Chroniques

par bertrand bolognesi

Orchestre Philharmonique de Strasbourg
Ivo Pogorelich et Kirill Karabits dans un programme russe

Palais de la musique et des congrès, Strasbourg
- 4 mai 2007
le pianiste Ivo Pogorelich joue le Concerto n°2 de Rachmaninov à Strasbourg
© dr

Décidément rare sur l’actuelle scène musicale française, Ivo Pogorelich [photo] se produit ce soir aux côtés des musiciens de l'Orchestre Philharmonique de Strasbourg dans le Concerto en ut mineur Op.18 n°2 de Sergueï Rachmaninov. Dès la brève incise grave faisant usage de prélude au premier mouvement, le mélomane est obligé de se souvenir des circonstances dans lesquelles l'œuvre fut écrite.
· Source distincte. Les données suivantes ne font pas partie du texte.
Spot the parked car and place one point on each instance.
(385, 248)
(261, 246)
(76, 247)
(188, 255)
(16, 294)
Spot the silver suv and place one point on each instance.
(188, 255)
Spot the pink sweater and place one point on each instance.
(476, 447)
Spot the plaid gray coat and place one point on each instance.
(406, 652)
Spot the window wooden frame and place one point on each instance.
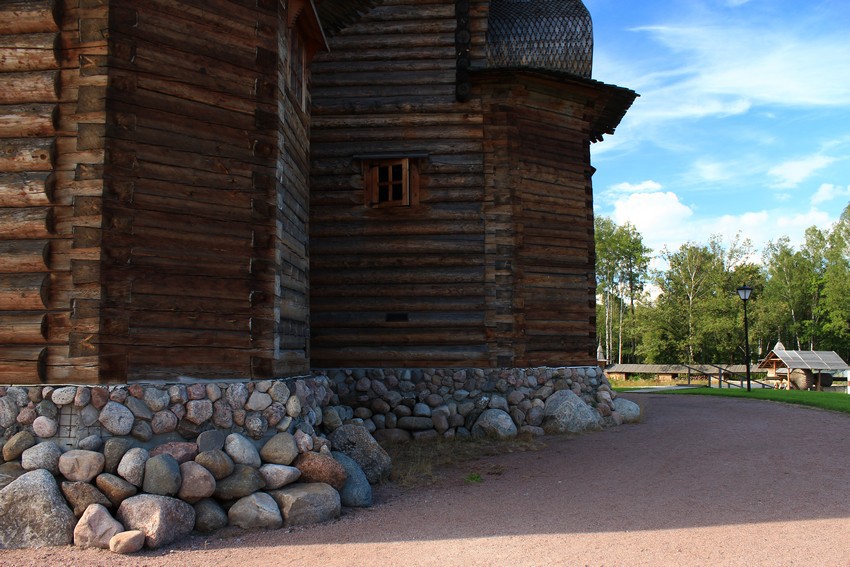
(391, 181)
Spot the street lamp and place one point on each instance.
(744, 293)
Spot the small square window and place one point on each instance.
(391, 182)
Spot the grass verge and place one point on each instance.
(833, 401)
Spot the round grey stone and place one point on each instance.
(116, 418)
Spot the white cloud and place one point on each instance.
(644, 186)
(792, 173)
(713, 171)
(659, 217)
(829, 192)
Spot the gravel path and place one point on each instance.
(702, 481)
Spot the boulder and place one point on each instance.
(242, 450)
(356, 492)
(44, 427)
(278, 476)
(116, 418)
(96, 528)
(45, 455)
(9, 472)
(304, 504)
(132, 466)
(80, 465)
(162, 519)
(34, 514)
(114, 450)
(494, 424)
(392, 436)
(281, 449)
(244, 481)
(17, 444)
(356, 442)
(209, 440)
(162, 475)
(217, 462)
(81, 495)
(182, 451)
(198, 482)
(255, 511)
(127, 542)
(209, 516)
(565, 412)
(319, 467)
(115, 488)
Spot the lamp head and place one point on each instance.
(744, 292)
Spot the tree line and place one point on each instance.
(689, 311)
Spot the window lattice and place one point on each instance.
(543, 34)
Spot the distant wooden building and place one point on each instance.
(156, 194)
(451, 199)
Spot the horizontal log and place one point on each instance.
(24, 256)
(24, 292)
(27, 154)
(33, 52)
(29, 16)
(32, 222)
(33, 86)
(23, 328)
(23, 365)
(28, 120)
(25, 189)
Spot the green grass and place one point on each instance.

Pour mémoire : un terrible article signé César Cui et visant sa Symphonie n°1 avait atteint le jeune musicien en plein cœur, de sorte que s'ensuivit plusieurs mois de doute et de profonde déprime ; grâce au traitement du Dr Dahl (psychothérapeute danois installé en Russie), après trois ans d'une dramatique inappétence Rachmaninov fêtait par cet opus (dédié au médecin) son retour à la vie.
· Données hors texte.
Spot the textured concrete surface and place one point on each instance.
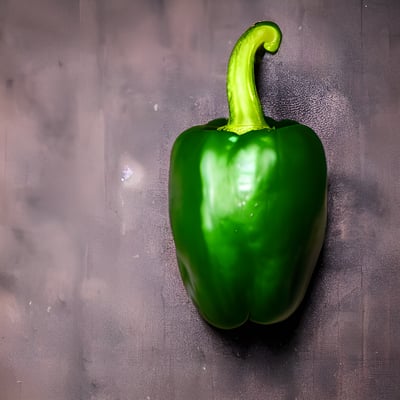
(92, 96)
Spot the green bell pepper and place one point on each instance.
(247, 202)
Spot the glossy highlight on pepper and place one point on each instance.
(247, 202)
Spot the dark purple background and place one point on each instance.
(91, 303)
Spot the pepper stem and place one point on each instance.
(245, 111)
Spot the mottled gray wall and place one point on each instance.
(91, 304)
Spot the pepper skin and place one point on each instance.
(247, 202)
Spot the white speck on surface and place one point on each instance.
(127, 172)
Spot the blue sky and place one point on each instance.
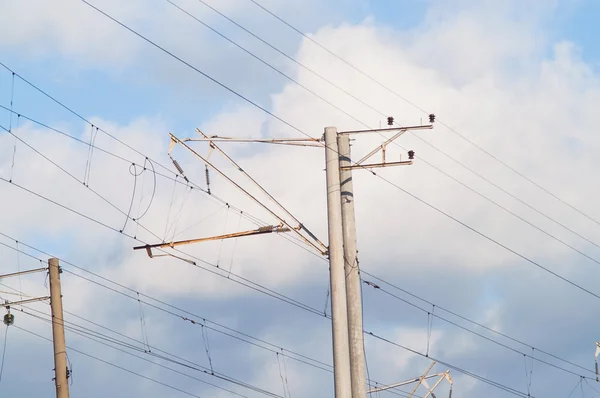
(518, 78)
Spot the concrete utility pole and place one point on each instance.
(349, 367)
(339, 313)
(58, 331)
(353, 292)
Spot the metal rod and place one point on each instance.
(402, 383)
(353, 292)
(20, 302)
(424, 127)
(177, 140)
(307, 142)
(430, 392)
(58, 331)
(339, 314)
(377, 165)
(233, 162)
(31, 271)
(262, 230)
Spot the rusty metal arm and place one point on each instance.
(377, 165)
(307, 142)
(300, 225)
(322, 249)
(382, 147)
(423, 127)
(402, 383)
(31, 271)
(262, 230)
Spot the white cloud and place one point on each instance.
(538, 115)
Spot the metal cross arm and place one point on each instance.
(399, 131)
(312, 142)
(8, 304)
(260, 231)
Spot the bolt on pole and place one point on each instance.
(58, 331)
(339, 314)
(353, 292)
Au fil d'une interprétation d'une lenteur déroutante, Ivo Pogorelich semble vouloir nous faire entendre toute la souffrance de cette période sombre. À des recueillements souverainement complaisants, comme autant de refuges nauséeux mais connus, son jeu oppose des sursauts parfois brutaux, jamais durables. De même le tactus se fait-il élastique, dans ce Maestoso à l'ampleur quasiment chaotique. Dans cette déambulation à fleur de peau, certains passages en paraissent scriabiniens. Si l'on admire le talent incontestable de Kirill Karabits qui, au pupitre, parvient non seulement à suivre un jeu en partie imprévisible mais encore à profiter des couleurs instrumentales, quelques soucis de balance se font sentir lorsque la nuance du soliste survient en rupture.
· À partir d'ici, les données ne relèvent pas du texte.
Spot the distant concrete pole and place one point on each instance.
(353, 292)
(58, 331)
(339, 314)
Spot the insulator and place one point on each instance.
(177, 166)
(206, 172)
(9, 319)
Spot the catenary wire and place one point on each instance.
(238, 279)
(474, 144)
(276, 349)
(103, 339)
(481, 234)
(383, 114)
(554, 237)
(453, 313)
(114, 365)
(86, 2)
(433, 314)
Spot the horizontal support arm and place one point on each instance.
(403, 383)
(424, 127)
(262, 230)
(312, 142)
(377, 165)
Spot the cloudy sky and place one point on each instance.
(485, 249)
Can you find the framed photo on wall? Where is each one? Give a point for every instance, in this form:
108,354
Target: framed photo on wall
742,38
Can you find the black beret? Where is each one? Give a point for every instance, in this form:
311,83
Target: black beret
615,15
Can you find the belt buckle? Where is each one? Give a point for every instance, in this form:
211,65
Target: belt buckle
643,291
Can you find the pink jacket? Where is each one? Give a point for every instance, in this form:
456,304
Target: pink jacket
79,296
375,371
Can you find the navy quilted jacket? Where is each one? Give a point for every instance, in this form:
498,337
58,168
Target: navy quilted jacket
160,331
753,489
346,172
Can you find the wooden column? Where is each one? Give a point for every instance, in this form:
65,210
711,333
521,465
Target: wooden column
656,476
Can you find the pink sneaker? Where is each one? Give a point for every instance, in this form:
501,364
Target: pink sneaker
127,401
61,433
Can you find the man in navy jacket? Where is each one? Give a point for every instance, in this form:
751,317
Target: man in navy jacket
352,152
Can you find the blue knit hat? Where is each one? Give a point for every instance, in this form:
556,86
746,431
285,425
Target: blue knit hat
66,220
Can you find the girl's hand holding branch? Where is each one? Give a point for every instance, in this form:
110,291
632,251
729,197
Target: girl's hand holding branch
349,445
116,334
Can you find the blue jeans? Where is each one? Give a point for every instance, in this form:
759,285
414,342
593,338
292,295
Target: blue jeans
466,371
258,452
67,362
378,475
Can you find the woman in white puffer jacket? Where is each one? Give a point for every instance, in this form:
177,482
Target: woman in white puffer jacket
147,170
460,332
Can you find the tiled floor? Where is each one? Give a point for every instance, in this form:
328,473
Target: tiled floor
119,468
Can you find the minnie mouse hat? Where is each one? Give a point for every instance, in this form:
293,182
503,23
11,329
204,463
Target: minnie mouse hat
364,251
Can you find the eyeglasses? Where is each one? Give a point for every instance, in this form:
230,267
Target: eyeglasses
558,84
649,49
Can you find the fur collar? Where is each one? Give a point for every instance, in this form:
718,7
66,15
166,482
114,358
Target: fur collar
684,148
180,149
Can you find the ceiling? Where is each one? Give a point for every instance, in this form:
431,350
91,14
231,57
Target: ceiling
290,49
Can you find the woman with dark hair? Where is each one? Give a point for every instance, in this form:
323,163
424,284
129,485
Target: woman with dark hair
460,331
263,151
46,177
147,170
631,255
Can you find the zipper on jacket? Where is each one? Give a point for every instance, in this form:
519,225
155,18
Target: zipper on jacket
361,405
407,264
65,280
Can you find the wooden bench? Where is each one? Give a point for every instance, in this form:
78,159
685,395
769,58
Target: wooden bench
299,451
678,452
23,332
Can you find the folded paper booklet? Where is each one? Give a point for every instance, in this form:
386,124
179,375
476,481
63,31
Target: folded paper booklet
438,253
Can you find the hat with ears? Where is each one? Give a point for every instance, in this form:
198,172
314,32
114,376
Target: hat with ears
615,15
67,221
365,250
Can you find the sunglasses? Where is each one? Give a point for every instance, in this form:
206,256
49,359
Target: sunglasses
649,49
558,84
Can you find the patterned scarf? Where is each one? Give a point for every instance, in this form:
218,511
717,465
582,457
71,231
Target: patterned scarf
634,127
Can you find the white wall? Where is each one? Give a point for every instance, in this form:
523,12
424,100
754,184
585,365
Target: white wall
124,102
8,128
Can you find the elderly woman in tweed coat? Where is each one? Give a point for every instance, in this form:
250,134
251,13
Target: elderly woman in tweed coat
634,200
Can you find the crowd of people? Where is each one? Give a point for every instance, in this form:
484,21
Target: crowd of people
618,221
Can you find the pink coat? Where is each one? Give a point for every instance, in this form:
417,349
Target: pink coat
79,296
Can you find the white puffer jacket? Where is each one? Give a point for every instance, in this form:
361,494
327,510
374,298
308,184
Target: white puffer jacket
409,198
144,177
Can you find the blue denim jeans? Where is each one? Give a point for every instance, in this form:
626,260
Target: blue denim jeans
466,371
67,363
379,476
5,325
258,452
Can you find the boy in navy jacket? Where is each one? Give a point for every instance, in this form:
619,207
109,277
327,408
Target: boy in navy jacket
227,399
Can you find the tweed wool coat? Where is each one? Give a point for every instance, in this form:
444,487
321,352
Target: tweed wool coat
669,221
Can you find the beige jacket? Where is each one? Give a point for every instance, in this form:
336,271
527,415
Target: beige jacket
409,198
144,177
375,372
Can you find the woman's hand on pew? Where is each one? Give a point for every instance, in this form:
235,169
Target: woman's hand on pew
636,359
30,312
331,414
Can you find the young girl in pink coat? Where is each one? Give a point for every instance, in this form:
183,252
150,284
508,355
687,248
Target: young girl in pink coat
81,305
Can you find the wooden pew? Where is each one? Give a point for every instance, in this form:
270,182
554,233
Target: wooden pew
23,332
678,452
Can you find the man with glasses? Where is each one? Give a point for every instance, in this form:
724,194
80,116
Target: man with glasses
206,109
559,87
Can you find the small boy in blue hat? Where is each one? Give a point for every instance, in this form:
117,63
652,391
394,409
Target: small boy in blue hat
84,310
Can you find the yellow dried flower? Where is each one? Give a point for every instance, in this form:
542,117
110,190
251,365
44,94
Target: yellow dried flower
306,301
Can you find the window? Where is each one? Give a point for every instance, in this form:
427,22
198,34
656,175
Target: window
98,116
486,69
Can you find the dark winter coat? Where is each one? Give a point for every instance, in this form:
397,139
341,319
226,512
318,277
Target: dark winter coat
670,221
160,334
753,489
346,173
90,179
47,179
L'Adagio sostenuto central s'inscrit dans la même démarche, le temps s'étirant encore et les possibles contrastes se noyant définitivement dans de superbes demi-teintes d'une indicible délicatesse, jusqu'à un achèvement d'une subtilité rare. Une nouvelle fois, Karabits révèle un grand souffle et une faculté d'adaptation remarquable. Cependant, les débuts de l'Allegro conclusif ont du mal à prendre, après cela. Mal ciselé, l'ensemble ne chante pas, l'accentuation se fait en coups de griffes plus qu'en muscle, jusqu'à un fugato d'une fluidité confondante. Enfin, le chef colore les dernières mesures d'une parenté tchaïkovskienne, un héritage peu souvent rendu aussi évident

On l'aura compris : la lecture de Pogorelich surprend, déconcerte, trouble. Il conviendra sans doute de l'appréhender en s'affranchissant de la normalisation du piano d'aujourd'hui. On l'a souvent dit : il y a nettement plus de bons pianistes à l'heure actuelle qu'il y a cinquante ans, mais il y en a beaucoup moins d'inspirés. Et si nous voilà peu habitués à des artistes s'emparant du texte, rappelons-nous que des Maria Yudina ou des Vladimir Sofronitski se permettaient volontiers des approches très personnelles. Par ailleurs, pour singulière qu'elle soit, l'interprétation de Pogorelich transcende à sa manière la notion de virtuosité. Car, contrairement à une idée reçue, il est plus difficile de jouer lentement (et pendant une longue durée) que très vite, et cette option met chef, orchestre et même public à rude épreuve. De fait, ce moment ne s'effacera pas de si tôt de nos oreilles.

La seconde partie de la soirée présente la Symphonie en si bémol majeur Op.100 n°5 conçue par Sergueï Prokofiev à la fin de la Seconde Guerre Mondiale et créée sous sa battue le 13 janvier 1945, avec grand succès. Parmi les œuvres dites « de guerre » des compositeurs soviétiques, voilà sans doute l'une des moins « monolithiquement » héroïques et des moins dramatiques. Prokofiev n'avait pas écrit de symphonie depuis 1928 et le faisait alors avec une maestria relativement discrète.

Sous la baguette de Kirill Karabits, l'Orchestre Philharmonique de Strasbourg pose de dubitatifs questionnements à l'Andante initial où les cordes trouvent un lyrisme suave et où s'affirme une nouvelle fois l'excellence de la petite harmonie. Si l'équilibre général du second mouvement est indiscutable, de même que la dynamique exquisément inventive du chef, on regrettera un pupitre de violoncelles inégal. Après un Adagio dont les mélismes se pavanent, pourrait-on dire, Karabits mène le suspens de l'ultime Allegro giocoso sans forcer le trait, de sorte que la symphonie garde ses énigmes.